In his opinion piece, co-authored with Tim Kane, in the New York Times yesterday, Glenn Hubbard advocates the truly horrible idea of a constitutional amendment to balance the budget. That means he wants the government to respond to any economic challenge in the future with one hand tied behind its back and give up a powerful tool in setting fiscal policy.  Imagine what the outcome of World War II would have been without deficit financing or the Civil War for that matter?  The United States has used public debt to finance itself at many crucial junctures, in fact it was born in debt.  This curious fixation that Republican leaning economists and many Republican-lite centrists, I am looking at you Tom Friedman and Steve Rattner, have about debt and the deficit during Democratic administrations is curious to say the least. Where was Hubbard when George W. Bush was  whittling away the carefully built budget surplus by Bill Clinton or when Bush was starting wars without any plans of paying for them?  Was Hubbard concerned about the debt, penning sad and ominous sounding op-eds in the New York Times? No, he was working for the Bush Administration and was the architect of the Bush tax cuts which changed the budget surplus to a budget deficit in the first place.

Why is the current level of debt the biggest problem facing the United States? Hubbard doesn’t explain, except for invoking Admiral Mike Mullen, and Detroit.

TWO years ago, Adm. Mike Mullen, at the time the chairman of the Joint Chiefs of Staff, said that debt was the “single biggest threat to our national security” — not some rogue nation, or terrorist group, but debt. What makes the threat of exploding debt especially dangerous is that it’s not like a faucet that can be easily turned down. Federal, state and city governments in the United States have lost their fiscal grip, and the saga of Detroit’s bankruptcy is just one example.

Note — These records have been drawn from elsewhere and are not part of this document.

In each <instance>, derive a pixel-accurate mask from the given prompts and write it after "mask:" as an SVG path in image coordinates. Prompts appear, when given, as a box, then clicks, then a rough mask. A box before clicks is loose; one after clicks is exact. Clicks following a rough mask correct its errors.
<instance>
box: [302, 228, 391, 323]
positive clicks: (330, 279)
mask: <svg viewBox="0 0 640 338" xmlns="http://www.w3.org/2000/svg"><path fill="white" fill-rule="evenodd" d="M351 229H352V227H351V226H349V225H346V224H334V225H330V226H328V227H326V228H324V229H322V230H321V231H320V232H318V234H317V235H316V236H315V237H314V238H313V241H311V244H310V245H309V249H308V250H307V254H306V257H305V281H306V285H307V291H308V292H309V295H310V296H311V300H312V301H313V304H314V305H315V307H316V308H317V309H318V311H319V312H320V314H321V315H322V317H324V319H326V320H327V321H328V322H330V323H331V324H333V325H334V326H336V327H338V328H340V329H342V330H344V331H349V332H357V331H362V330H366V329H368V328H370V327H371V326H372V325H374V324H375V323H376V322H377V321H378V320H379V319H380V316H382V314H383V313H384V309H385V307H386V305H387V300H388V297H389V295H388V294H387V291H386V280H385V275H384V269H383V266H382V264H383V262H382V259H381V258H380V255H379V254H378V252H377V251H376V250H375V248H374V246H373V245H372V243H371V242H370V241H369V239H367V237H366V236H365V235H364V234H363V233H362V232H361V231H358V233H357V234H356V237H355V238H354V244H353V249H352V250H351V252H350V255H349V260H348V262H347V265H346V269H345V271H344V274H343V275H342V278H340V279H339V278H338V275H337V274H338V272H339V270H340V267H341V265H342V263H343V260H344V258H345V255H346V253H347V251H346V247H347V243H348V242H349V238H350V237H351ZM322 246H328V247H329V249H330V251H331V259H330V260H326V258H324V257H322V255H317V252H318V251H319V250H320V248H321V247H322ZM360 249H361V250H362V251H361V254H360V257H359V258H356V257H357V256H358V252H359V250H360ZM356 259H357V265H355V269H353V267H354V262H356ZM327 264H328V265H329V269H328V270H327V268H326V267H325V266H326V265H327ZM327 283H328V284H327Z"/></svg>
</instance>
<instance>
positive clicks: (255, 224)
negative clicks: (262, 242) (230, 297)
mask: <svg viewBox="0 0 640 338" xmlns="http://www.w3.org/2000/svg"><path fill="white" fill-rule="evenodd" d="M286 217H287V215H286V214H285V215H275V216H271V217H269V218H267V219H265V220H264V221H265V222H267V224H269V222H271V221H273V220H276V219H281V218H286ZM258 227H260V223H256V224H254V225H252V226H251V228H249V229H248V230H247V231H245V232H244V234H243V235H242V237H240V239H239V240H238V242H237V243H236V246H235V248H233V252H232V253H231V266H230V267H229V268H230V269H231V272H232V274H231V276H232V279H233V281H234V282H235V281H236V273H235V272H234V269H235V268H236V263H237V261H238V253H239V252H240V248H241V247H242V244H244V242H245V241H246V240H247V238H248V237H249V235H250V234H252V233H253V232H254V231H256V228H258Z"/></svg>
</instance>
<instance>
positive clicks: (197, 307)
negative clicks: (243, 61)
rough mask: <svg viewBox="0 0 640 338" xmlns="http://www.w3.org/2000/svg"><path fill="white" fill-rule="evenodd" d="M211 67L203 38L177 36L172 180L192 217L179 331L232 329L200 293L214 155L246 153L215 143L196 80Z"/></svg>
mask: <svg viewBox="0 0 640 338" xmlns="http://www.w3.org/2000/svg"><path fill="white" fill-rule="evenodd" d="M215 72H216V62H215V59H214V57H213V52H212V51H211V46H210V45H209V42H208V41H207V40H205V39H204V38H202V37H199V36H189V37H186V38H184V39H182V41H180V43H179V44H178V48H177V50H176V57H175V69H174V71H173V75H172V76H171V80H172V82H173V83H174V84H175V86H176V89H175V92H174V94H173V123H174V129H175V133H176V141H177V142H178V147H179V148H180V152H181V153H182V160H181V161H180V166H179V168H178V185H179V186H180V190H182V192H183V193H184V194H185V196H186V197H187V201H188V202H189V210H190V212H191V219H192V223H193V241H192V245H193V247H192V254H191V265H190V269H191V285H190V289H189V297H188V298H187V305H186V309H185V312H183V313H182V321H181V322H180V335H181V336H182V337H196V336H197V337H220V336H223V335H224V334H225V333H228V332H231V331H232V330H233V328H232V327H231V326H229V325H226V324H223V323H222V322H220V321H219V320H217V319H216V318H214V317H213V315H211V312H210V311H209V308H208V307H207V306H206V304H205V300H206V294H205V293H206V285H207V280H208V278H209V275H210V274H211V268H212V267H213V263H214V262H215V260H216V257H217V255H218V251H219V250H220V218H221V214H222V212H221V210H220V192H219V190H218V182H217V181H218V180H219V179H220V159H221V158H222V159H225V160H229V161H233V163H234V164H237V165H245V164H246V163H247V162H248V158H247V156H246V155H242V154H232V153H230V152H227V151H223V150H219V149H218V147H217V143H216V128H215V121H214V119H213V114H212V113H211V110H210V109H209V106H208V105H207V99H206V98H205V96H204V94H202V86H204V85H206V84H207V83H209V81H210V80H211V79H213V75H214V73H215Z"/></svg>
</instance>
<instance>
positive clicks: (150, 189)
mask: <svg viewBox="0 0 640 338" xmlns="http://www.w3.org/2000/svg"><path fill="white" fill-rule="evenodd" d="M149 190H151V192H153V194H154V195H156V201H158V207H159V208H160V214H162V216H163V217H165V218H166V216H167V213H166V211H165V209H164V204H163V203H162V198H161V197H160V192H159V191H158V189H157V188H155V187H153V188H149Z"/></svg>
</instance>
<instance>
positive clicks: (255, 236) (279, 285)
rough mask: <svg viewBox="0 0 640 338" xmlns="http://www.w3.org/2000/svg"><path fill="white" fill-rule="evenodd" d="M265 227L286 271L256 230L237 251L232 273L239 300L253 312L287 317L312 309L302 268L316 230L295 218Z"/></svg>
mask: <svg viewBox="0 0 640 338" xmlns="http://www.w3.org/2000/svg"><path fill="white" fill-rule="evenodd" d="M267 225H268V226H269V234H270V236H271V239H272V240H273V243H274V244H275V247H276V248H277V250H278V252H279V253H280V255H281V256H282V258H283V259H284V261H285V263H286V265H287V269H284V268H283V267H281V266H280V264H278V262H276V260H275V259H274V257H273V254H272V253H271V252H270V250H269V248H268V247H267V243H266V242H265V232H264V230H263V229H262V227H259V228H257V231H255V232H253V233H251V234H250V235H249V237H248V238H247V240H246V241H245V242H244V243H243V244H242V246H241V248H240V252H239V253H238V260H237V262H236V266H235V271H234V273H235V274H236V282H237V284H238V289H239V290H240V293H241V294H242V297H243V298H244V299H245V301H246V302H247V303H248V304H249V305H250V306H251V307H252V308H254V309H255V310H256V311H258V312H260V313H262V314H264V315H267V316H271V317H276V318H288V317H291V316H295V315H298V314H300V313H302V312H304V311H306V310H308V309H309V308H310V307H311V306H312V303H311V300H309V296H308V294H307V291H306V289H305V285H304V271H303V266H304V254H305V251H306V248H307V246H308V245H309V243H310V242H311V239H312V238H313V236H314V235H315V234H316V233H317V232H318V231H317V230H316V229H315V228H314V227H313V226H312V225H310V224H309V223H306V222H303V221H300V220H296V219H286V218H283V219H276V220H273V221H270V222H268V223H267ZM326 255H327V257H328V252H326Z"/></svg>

In fact if you see the chart below, the debt has been at higher levels relative to the GDP. For example after WWII, the era that followed was a period of unprecedented  economic  expansion in the nation’s history.

debt-and-gdp-main6

Since amendments to the constitution are extremely rare, this idea will hopefully die an early death. I think it may be the first salvo in the upcoming battle of raising the debt limit, the Congressional GOP will offer to raise the debt limit if the Democrats agree to a balanced budget amendment.  So lets see, taxes are evil, and  Hubbard and his ilk want no taxes, especially on the wealthy, government can’t use debt to finance itself so how exactly does the government function?

About Hubbard himself, why does this man have any credibility left . He was also consulting for Country Wide Financial, a major lender of the sub-prime loans and  one of the prime culprits behind the housing bubble for $1200/hr. He bought us the Bush tax-cuts, he is by his own admission an advocate of austerity led growth, which says that if you cut the government spending in a recession, economy will grow. This makes no sense because during a recession, when  businesses are holding back their  spending, if the government doesn’t ramp up its spending the economy will contract, not grow.

What should send chills down your spine is the knowledge that he will be making economic policy in any Republican Administration.